Lake Michigan Committee agrees to Chinook salmon cuts

The number of Chinook salmon stocked in Lake Michigan will be reduced by 1.6 million in 2013. Stocking cuts will likely be evaluated every three years to maintain a healthy balance between predatory fish and baitfish.

Earlier this year, fisheries managers and scientists from around Lake Michigan worked with MSU Extension to educate anglers regarding the potential for collapse of the lake’s salmon fishery and the forage base that supports it.  Managers developed four options that were shared with the public and sought input via an online survey. Results showed that the vast majority of anglers and conservationists were supportive of reducing Chinook salmon stocking, but that opinions regarding other species varied widely.  

In Wisconsin, anglers were particularly supportive of Option 4, which included a 10% reduction of coho salmon, steelhead, brown trout, and lake trout along with a 30% reduction in Chinook salmon stocking. In Michigan, anglers ranked Option 2 higher than others, calling for a 50% cut in Chinook stocking and no reduction for other species. 

A press release, issued August 27 by the Lake Michigan Committee (which includes managers from Michigan, Wisconsin, Illinois, Indiana, and the Chippewa Ottawa Resource Authority), announces their plan to reduce lakewide stocking of Chinook salmon by half. Both Option 2 and Option 4 included a feedback policy that is incorporated into the committee’s decision. Their strategy is to review their decision at three-year intervals, with changes to future stocking rate based on the weight of returning salmon.

The weight of age-3 female Chinook salmon returning to Strawberry Creek weir in Wisconsin was chosen as the trigger for this feedback policy. If these mature salmon average less than 15.4 pounds, the feedback policy would call for an additional 30% reduction in Chinook salmon stocking. However, stocking would increase if average weight exceeds 19.8 pounds.

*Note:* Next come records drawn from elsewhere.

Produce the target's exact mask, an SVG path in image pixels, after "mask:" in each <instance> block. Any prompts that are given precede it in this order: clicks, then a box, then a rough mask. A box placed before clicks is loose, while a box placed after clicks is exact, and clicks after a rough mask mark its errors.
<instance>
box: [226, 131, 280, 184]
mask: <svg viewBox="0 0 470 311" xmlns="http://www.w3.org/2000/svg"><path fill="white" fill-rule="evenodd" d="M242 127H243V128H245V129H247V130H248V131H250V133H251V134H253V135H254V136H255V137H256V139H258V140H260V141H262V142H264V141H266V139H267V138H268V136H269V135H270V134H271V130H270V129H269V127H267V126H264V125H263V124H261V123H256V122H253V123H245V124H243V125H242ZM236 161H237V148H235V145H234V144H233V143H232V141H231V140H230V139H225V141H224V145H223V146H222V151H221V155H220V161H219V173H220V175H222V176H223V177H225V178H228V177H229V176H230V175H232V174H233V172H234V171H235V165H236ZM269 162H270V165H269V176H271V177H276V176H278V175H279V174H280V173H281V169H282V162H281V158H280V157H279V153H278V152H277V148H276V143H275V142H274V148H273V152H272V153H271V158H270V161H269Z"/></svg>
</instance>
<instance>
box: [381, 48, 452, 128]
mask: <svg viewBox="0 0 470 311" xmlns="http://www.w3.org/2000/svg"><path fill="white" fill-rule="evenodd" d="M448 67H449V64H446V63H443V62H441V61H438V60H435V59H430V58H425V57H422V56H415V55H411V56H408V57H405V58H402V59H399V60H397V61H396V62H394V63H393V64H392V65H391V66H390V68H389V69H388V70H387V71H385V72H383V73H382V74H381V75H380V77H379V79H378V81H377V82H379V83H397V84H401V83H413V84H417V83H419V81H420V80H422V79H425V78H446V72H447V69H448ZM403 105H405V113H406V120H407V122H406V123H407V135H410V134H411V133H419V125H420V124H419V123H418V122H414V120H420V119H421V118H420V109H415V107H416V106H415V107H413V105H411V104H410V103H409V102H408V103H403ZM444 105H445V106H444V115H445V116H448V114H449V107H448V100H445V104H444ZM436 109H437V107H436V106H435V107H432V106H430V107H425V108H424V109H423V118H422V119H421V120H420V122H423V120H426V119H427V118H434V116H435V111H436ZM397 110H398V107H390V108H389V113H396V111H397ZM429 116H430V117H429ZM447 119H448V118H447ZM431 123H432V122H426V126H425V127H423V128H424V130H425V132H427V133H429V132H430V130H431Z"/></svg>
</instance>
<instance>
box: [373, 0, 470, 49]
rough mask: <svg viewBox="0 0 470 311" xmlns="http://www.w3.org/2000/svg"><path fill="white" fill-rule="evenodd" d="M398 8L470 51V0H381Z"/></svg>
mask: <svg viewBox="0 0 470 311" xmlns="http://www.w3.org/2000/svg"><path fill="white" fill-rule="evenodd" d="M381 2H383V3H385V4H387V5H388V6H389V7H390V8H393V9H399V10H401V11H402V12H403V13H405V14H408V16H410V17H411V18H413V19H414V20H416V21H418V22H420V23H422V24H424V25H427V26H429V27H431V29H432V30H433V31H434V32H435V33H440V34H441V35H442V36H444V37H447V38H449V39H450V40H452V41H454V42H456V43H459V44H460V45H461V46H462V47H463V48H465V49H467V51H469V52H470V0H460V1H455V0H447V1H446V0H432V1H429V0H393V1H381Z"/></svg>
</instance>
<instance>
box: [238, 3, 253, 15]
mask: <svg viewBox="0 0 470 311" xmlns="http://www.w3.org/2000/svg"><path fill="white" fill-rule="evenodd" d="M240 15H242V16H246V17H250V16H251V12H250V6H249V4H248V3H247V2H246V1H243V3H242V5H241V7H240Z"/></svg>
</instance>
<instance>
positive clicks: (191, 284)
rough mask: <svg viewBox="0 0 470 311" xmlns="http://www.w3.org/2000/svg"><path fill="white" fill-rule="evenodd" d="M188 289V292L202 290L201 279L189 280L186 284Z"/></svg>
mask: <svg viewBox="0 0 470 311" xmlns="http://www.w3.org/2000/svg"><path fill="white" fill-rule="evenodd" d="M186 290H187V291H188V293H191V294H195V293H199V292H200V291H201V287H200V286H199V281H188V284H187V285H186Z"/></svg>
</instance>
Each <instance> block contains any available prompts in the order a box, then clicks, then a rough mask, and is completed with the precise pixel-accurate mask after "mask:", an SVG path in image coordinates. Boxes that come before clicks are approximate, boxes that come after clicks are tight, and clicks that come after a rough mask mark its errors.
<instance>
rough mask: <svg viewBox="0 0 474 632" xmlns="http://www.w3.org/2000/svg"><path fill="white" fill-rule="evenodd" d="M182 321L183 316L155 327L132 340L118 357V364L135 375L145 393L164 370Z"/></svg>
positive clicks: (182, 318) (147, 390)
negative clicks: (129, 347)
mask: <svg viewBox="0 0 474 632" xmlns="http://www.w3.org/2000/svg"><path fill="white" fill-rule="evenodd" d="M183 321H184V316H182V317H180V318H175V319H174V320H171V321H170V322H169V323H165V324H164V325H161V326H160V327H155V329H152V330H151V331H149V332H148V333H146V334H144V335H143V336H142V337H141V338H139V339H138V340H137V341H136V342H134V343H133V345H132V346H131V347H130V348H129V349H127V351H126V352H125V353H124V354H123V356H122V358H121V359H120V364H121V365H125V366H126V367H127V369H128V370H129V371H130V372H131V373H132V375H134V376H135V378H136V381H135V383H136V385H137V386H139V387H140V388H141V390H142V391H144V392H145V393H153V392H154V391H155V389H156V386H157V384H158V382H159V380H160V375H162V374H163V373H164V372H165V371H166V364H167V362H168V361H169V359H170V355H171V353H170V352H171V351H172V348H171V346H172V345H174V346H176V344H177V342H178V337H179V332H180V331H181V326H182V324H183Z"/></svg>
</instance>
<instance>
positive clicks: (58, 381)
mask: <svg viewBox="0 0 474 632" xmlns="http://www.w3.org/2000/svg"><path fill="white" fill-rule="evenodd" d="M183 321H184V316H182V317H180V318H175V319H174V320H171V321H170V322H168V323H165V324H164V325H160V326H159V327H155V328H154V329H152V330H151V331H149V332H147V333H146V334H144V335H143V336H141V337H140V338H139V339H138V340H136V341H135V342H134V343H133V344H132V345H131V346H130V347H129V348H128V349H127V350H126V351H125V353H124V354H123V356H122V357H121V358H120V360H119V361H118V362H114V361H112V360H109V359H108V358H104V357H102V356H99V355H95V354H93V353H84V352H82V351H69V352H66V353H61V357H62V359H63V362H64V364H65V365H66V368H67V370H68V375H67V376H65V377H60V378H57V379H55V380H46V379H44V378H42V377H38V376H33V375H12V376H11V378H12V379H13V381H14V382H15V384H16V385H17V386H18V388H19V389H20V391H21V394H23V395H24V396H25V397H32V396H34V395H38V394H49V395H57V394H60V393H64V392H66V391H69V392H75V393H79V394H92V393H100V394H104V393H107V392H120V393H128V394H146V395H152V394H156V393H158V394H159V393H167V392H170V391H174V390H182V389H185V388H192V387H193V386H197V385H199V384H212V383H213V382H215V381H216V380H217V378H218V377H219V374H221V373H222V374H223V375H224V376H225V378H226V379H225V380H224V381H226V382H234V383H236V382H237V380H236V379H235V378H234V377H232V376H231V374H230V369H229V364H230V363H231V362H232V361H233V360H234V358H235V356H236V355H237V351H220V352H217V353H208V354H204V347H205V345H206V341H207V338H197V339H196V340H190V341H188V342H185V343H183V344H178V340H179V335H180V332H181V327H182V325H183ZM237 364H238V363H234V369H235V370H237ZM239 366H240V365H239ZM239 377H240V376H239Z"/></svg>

Although the decision announced today represents a consensus among management agencies regarding Chinook salmon stocking rates in Lake Michigan, authority to approve and implement stocking reductions rests with individual agencies. The tentative agreement calls for Michigan to reduce Chinook stocking by 1.1 million (67%) while Wisconsin will reduce Chinook stocking by 440,000 (39%). Illinois and Indiana stock far fewer fish and will make proportionally smaller cuts.